Review: The Comedown

Rebekah Frumkin's first novel, The Comedown, wanders into a dark labyrinth of tangled relationships between two Ohio families--the Jewish Bloom-Mittwochs and African American Marshalls. Prefaced with a useful guide to their family trees of marriages, divorces, affairs and children, the novel is like a three-part ensemble play, with chapters focused on each of the dozen principal characters as their lives intersect over the rocky course of the last 50 years.

The Marshall patriarch, Reggie, is a hustler and drug dealer from Cleveland's Hough neighborhood, where a black man in the 1970s has limited options. Heading the Bloom-Mittwoch clan, Leland Sr. is one of Reggie's regular customers. A survivor of the 1960s drug scene and anti-Vietnam War demonstrations (including the nearby Kent State National Guard shooting), he never shakes his quest for the perfect high.

Early in the novel, Leland Sr. takes a suicidal leap off a building in Tampa in 1999, and Reggie takes a bullet to the head at his massage parlor headquarters in 1973. Frumkin is not as much interested in the ultimate fates of her characters as she is in the role of fate in determining the directions their lives take. As Leland Sr.'s first wife tells their son Leland Jr., "No real purpose to it all, just waves you either crested or were crushed by."

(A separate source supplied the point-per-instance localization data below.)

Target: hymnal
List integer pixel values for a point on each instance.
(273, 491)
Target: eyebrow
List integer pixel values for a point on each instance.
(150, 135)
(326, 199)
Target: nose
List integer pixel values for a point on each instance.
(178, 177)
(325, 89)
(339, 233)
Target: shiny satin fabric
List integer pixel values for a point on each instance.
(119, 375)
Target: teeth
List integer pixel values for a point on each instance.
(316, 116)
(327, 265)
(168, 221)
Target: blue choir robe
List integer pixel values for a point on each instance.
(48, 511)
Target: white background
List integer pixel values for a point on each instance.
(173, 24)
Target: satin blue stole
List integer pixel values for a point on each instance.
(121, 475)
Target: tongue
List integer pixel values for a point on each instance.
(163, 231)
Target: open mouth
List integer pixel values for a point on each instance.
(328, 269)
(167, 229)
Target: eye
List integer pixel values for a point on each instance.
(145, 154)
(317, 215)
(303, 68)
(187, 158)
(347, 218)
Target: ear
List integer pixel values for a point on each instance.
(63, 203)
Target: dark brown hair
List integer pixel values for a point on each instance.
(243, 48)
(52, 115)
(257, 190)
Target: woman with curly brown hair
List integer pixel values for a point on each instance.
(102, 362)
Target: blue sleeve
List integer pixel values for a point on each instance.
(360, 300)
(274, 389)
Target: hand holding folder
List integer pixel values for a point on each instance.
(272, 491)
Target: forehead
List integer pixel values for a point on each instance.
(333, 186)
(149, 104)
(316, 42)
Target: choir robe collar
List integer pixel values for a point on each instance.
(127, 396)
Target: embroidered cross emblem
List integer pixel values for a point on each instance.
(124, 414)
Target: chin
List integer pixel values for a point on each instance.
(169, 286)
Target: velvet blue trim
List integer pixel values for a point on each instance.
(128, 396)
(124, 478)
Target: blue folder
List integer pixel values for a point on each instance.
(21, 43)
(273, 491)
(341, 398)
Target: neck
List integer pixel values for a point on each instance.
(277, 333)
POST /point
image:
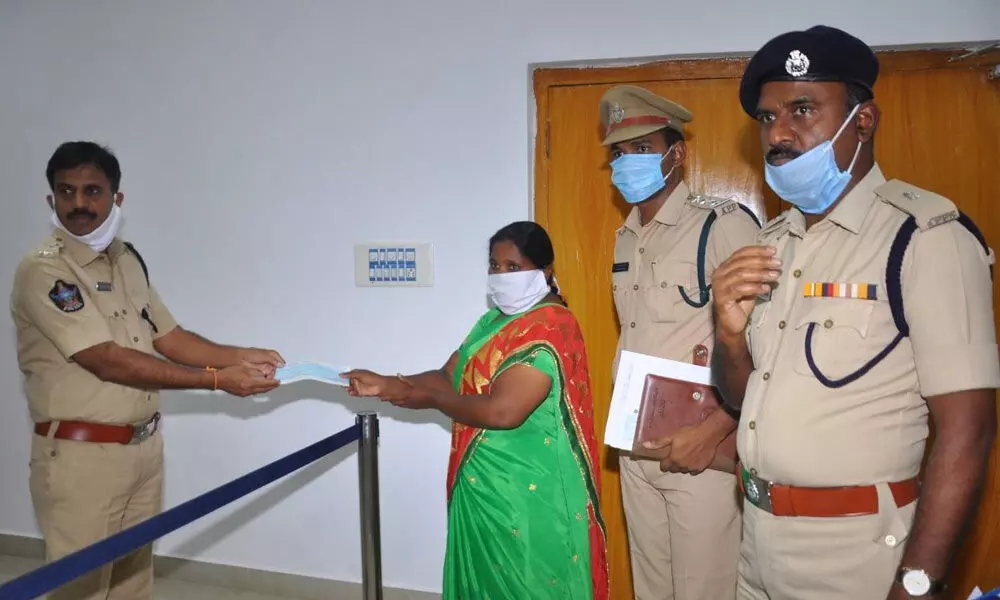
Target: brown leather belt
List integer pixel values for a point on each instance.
(791, 501)
(101, 433)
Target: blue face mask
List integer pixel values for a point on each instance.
(812, 181)
(638, 176)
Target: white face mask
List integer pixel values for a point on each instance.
(100, 238)
(516, 292)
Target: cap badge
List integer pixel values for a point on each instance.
(797, 64)
(617, 113)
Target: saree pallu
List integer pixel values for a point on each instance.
(524, 520)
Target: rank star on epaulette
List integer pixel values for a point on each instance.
(66, 296)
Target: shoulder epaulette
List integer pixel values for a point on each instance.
(927, 208)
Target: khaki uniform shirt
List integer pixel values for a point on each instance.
(796, 431)
(663, 255)
(113, 294)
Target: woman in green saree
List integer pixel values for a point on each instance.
(524, 520)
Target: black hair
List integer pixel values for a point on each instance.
(532, 242)
(71, 155)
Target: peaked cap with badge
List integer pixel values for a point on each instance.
(819, 53)
(628, 112)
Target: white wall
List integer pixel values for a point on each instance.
(259, 141)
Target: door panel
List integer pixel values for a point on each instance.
(940, 130)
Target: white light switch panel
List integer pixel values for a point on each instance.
(385, 264)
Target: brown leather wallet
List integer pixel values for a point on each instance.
(792, 501)
(669, 404)
(101, 433)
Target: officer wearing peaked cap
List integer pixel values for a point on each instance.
(859, 312)
(683, 530)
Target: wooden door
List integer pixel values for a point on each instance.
(940, 130)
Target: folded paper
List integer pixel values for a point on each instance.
(316, 371)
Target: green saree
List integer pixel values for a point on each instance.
(523, 512)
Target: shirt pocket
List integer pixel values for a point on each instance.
(621, 289)
(660, 291)
(755, 322)
(838, 346)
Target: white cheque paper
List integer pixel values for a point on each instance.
(317, 371)
(633, 367)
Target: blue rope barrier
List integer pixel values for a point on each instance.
(81, 562)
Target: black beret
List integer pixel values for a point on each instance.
(819, 53)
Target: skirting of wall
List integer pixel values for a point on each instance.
(240, 578)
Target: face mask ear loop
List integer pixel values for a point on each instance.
(857, 151)
(843, 125)
(672, 167)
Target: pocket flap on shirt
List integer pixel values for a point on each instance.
(671, 273)
(834, 313)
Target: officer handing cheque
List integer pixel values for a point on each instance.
(88, 323)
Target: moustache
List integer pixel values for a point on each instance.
(782, 152)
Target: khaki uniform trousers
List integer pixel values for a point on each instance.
(828, 558)
(683, 531)
(84, 492)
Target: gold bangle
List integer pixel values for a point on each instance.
(215, 376)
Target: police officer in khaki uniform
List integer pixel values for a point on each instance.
(864, 309)
(684, 527)
(88, 322)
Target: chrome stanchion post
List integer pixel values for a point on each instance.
(371, 543)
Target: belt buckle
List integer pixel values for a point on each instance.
(757, 491)
(142, 433)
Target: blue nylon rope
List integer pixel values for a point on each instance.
(81, 562)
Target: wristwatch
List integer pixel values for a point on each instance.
(917, 583)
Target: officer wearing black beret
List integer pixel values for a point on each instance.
(863, 310)
(818, 54)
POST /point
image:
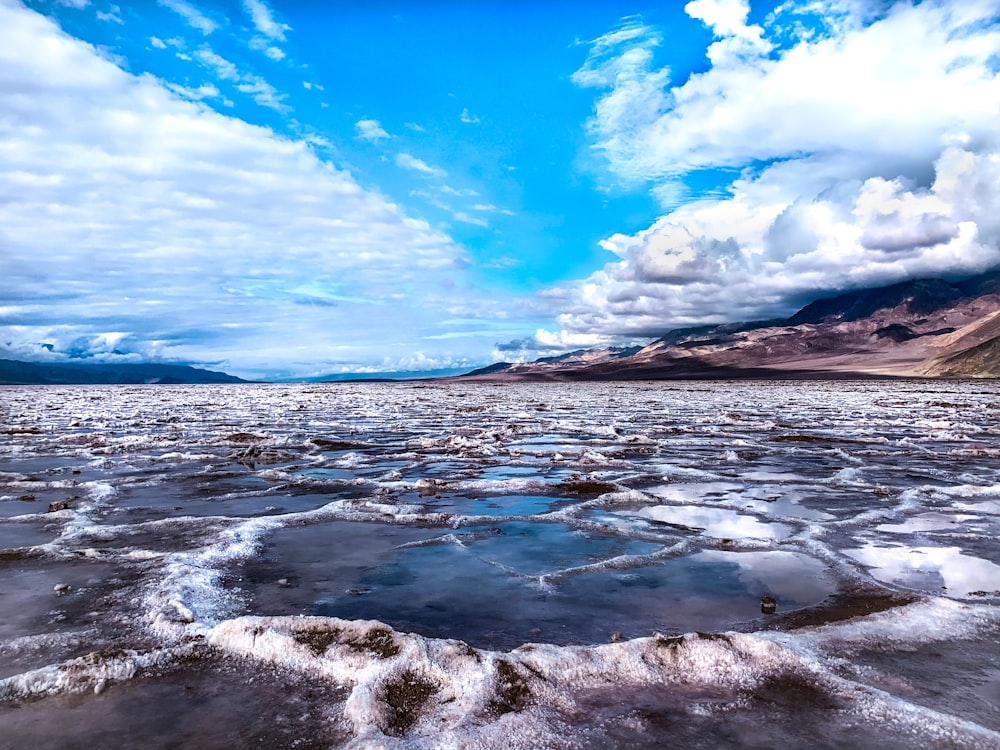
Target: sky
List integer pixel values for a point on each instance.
(288, 188)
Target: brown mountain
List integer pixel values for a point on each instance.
(928, 327)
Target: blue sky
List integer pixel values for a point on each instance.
(288, 188)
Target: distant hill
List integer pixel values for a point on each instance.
(13, 372)
(922, 328)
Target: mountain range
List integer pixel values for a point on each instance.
(921, 328)
(14, 372)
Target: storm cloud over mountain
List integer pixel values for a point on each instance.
(861, 146)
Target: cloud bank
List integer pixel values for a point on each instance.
(139, 225)
(862, 149)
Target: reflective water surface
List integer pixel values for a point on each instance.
(442, 564)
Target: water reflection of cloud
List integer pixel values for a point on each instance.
(716, 522)
(789, 576)
(926, 522)
(928, 567)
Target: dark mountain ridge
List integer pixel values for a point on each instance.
(14, 372)
(915, 328)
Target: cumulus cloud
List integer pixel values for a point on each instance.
(139, 224)
(866, 154)
(194, 17)
(370, 130)
(408, 161)
(466, 218)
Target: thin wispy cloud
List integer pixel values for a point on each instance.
(253, 85)
(856, 173)
(408, 161)
(225, 237)
(263, 20)
(371, 130)
(191, 14)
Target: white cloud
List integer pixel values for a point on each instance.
(866, 155)
(465, 218)
(155, 226)
(194, 17)
(460, 192)
(263, 20)
(247, 83)
(205, 91)
(370, 130)
(407, 161)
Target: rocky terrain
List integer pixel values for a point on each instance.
(923, 328)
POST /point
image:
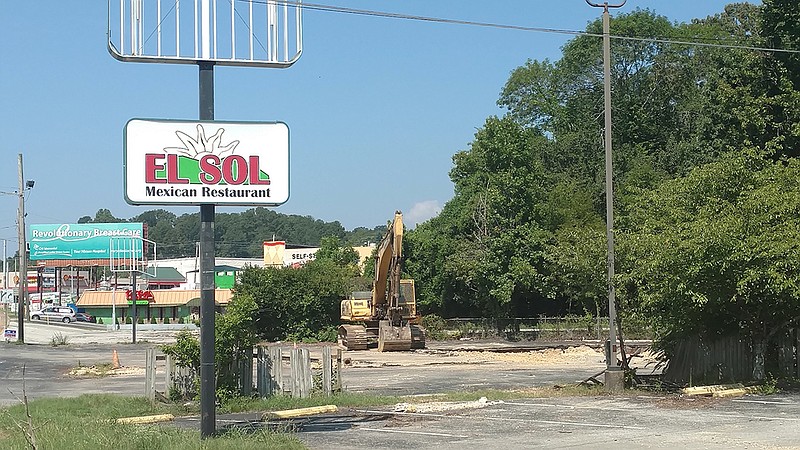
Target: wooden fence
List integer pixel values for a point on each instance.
(278, 371)
(732, 358)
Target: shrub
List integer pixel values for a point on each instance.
(435, 327)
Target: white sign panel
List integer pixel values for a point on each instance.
(170, 162)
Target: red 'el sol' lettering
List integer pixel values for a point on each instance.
(209, 169)
(241, 169)
(151, 166)
(172, 171)
(255, 171)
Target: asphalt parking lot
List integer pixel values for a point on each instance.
(753, 422)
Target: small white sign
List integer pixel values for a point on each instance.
(171, 162)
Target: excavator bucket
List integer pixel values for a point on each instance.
(353, 337)
(392, 338)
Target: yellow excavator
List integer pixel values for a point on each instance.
(387, 315)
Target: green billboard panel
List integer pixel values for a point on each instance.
(83, 241)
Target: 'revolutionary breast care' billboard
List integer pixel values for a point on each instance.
(171, 162)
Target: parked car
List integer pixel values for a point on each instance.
(61, 313)
(83, 317)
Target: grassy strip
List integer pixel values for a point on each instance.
(88, 421)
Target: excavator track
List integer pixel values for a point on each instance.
(353, 337)
(393, 338)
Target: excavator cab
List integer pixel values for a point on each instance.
(357, 307)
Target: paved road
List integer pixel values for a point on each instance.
(753, 422)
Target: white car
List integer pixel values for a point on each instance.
(61, 313)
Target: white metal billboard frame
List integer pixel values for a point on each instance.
(260, 33)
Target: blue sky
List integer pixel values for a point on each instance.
(376, 107)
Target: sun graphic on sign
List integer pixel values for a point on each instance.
(202, 146)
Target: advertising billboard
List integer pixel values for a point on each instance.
(172, 162)
(80, 241)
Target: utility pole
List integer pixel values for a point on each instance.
(614, 377)
(22, 286)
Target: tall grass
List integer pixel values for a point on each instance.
(87, 422)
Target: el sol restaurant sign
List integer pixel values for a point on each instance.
(170, 162)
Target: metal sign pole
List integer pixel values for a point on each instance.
(273, 49)
(207, 262)
(22, 286)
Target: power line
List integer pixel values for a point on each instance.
(400, 16)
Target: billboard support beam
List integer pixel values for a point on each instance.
(22, 286)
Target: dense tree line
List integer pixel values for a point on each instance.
(706, 141)
(239, 235)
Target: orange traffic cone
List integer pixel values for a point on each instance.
(115, 360)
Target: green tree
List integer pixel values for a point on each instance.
(295, 304)
(331, 249)
(716, 252)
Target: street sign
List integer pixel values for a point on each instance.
(172, 162)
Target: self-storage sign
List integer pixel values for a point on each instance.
(170, 162)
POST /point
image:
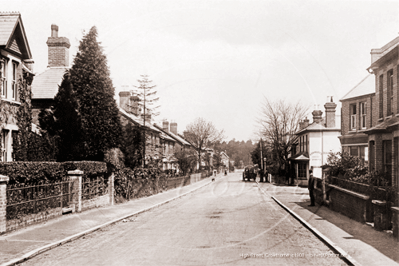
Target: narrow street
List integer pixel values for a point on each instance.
(229, 222)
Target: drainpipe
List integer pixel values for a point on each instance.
(323, 179)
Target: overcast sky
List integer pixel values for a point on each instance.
(219, 59)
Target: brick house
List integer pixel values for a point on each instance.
(383, 136)
(225, 159)
(356, 118)
(314, 142)
(45, 86)
(130, 113)
(15, 63)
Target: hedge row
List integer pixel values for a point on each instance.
(33, 173)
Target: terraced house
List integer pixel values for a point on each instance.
(357, 107)
(15, 70)
(383, 136)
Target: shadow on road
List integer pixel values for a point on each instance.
(382, 241)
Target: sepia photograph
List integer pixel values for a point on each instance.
(199, 132)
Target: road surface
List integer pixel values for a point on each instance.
(229, 222)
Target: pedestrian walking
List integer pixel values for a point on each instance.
(311, 187)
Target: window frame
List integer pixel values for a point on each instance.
(3, 77)
(363, 115)
(353, 113)
(14, 80)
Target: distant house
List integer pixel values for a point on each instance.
(15, 65)
(130, 113)
(178, 144)
(45, 86)
(314, 142)
(356, 118)
(225, 159)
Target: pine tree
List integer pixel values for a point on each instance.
(99, 116)
(85, 114)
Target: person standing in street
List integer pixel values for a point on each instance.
(311, 187)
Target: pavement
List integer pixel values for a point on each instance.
(20, 245)
(360, 243)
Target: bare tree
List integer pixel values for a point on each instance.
(202, 134)
(278, 123)
(146, 101)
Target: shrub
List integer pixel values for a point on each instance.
(33, 173)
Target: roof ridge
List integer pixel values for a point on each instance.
(357, 85)
(9, 13)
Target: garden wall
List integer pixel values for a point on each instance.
(351, 204)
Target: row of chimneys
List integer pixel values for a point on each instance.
(317, 115)
(129, 103)
(173, 127)
(58, 49)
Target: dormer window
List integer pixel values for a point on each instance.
(352, 109)
(390, 92)
(4, 78)
(14, 80)
(363, 115)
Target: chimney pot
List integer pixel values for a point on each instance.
(54, 30)
(330, 114)
(317, 116)
(58, 49)
(165, 126)
(173, 128)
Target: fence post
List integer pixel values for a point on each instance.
(76, 176)
(3, 203)
(111, 179)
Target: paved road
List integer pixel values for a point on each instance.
(229, 222)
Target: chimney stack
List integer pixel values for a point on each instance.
(165, 126)
(124, 97)
(58, 49)
(173, 128)
(330, 112)
(305, 122)
(317, 116)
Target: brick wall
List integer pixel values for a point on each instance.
(33, 219)
(353, 205)
(95, 202)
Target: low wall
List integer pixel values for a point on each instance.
(31, 219)
(195, 178)
(351, 204)
(95, 202)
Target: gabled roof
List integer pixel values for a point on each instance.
(364, 87)
(386, 49)
(164, 136)
(178, 138)
(45, 85)
(12, 34)
(137, 120)
(387, 125)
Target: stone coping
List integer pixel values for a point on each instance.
(379, 202)
(4, 178)
(355, 194)
(395, 209)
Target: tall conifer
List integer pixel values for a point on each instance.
(99, 115)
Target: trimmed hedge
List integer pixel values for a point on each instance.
(33, 173)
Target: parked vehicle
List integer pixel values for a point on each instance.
(250, 172)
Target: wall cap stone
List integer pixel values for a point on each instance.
(75, 172)
(379, 202)
(4, 178)
(358, 195)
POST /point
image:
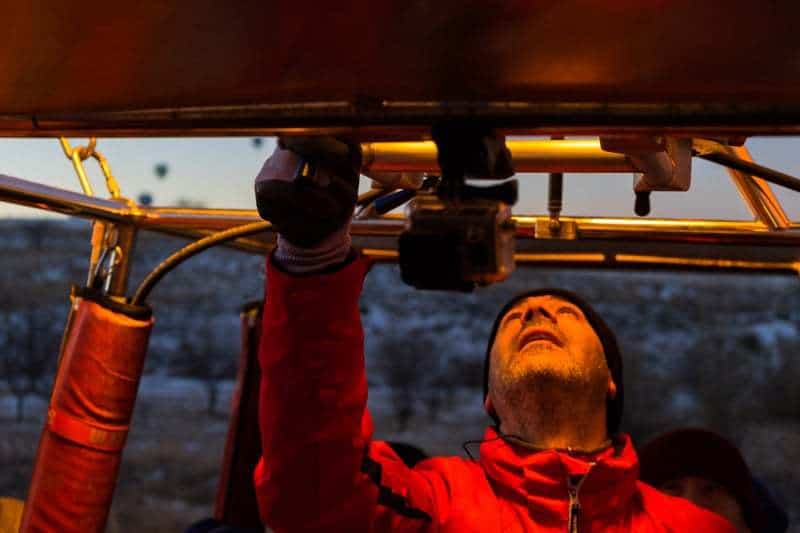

With graduate degrees from the Iowa Writers' Workshop and Northwestern's Medill School of Journalism, Frumkin writes with both satirical flair and vestiges of observational reporting. Underlying the Midwestern lives of both families are pervasive drug use, religious skepticism, prodigious sexual appetites and ambivalent gender preferences. Generous use of drug slang, Yiddish expressions and explicit eroticism may require a certain hipster intellectual savvy--or open tabs on Urban Dictionary and a Yiddish phrasebook. Frumkin also knows her stuff about video game code and speed chess with "a rook-knight combo... galloping across the board G8 to F6, F6 to G4."

The Comedown, however, is not just a simplistic morality play about the United States' economic and racial divide. Rather, Frumkin has created a snapshot of authentic people in a real place, where the insidious dissolution of families is as much the result of bad choices among bad alternatives as it is the consequence of ubiquitous drug use and spiritual detachment. If she offers a glimmer of hope, it is the modest one suggested by Leland Sr.'s second wife: "He'd been through what he'd been through, and she'd been through what she'd been through, their pasts didn't count and their future seemed manageable, if not bright." Tough talk from a talented debut novelist with a sharp eye. --Bruce Jacobs, founding partner, Watermark Books & Cafe, Wichita, Kan.

Shelf Talker: Frumkin's first novel is a keenly observed saga of two Ohio families from opposite sides of the tracks who become inescapably connected by circumstance, choice and fate.